Besides the psychological aspect of this, the legal position of a patent holder can't be better than if the right holder actually practices the invention (such as by selling products on which the patent reads). Of course, if one acquires a patent and practices the invention, then the fact that the patent wasn't "homegrown" makes only a psychological difference. But it's not easy to find and acquire patents covering inventions one actually practices.
The Salesforce.com patent transfer raises serious questions about the OIN
I previously pointed out that the OIN apparently transferred four of its patents to Salesforce.com even before Microsoft had formally sued, and I can't see a clear Linux context in Microsoft's lawsuit (only in the announcement of the settlement). Interestingly, Salesforce.com was not even an OIN member or licensee at the time of that transfer. It isn't on the list of OIN licensees even now that I write these lines (more than a year after the transfer). Unless the OIN did a clandestine agreement with Salesforce.com, this means that Salesforce.com got support from the OIN (even though that support apparently didn't have much impact) but would still be free to assert its own patents against any current or future OIN members. That seems very unbalanced and questionable. By contrast, TomTom became an OIN member during its dispute with Microsoft.
It's generally disconcerting that the OIN secretly sells some of its patents to third parties. The OIN portrays its patent purchases as a way to ensure certain patents don't fall in the hands of "trolls" or strategic enemies of Linux. But if the OIN sells patents to non-members and non-licensees like Salesforce.com, it's possible (unless the OIN took precautionary measures it never talked about) that those entities might sell those patents on to other parties who could use them against OIN members, at least in non-Linux contexts.

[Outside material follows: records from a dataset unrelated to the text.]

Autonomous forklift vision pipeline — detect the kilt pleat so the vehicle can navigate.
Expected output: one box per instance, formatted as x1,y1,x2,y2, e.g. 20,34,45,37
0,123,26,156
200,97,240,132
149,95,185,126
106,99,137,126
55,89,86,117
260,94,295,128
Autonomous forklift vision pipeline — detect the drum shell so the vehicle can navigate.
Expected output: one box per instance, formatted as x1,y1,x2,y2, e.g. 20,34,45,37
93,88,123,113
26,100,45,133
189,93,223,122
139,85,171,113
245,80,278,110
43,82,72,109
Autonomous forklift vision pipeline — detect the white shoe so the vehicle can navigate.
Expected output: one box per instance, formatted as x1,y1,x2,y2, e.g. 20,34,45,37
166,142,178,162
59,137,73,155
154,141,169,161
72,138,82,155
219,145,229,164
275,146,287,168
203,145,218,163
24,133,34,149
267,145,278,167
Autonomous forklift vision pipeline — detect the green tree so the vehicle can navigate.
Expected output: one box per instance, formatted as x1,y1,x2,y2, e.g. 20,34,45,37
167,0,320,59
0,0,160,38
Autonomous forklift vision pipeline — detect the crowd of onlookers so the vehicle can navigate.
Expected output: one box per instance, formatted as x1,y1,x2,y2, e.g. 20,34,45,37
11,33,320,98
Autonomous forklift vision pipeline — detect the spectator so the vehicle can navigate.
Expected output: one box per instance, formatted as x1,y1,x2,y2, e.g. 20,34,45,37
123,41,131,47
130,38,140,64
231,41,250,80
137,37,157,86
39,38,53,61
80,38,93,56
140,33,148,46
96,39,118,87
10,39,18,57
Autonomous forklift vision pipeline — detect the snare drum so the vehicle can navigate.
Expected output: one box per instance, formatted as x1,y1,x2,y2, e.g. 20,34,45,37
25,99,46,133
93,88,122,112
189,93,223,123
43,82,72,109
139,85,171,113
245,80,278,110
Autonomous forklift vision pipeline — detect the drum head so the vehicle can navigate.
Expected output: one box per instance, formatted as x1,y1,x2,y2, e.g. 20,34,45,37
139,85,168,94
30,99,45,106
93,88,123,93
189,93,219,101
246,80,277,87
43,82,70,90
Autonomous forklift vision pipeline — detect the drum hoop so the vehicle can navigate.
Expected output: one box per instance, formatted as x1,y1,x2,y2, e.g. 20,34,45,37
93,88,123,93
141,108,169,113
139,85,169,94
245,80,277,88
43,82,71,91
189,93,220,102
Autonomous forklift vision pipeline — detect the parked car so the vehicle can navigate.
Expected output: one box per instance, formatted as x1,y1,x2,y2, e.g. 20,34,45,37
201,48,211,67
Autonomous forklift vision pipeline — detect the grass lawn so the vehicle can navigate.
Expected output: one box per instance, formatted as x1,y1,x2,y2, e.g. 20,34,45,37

In that case, the OIN would end up contributing -- indirectly -- to the rampant troll problem.
I believe the OIN owes its licensees -- some of whom have supported it for years now -- an explanation as to the criteria by which the OIN lets others check out some of its patents for the purpose of countersuits and counterclaims. It's a safe assumption that Microsoft's settlement with Salesforce.com (since the announcement suggests it's a mutual license to the companies' entire portfolios) precludes any future assertion of those patents against Microsoft. So the OIN believes certain patents are useful for countersuits and counterclaims, it would have to use them wisely. It should usually reward the loyalty of long-term supporters, but in this case it came to the aid of an entity that never supported the OIN in any official way. (Maybe Salesforce.com would have joined the OIN if those patents had been any good.)
All patent pools have the problem that a patent can only be checked out by one licensee/customer at the same time. By giving those patents to Salesforce.com, the OIN made it impossible for any of its supporters to have access to those patents if they had needed them at the same time.
And there's the question of openness. If an entity calls itself the Open Invention Network and claims to be a guardian of open source, it should be reasonably transparent. If it transfers patents, it should tell its licensees that it did so, and specifiy why and on which terms such a transfer took place. The Salesforce.com patent deal went almost completely unnoticed. The only mentioning of that deal that I was able to find on the Internet was on a Japenese CNET blog.
The OIN is preparing a major reform, and I hope "OIN 2.0" will then be more forthcoming about its dealings -- including its defeats.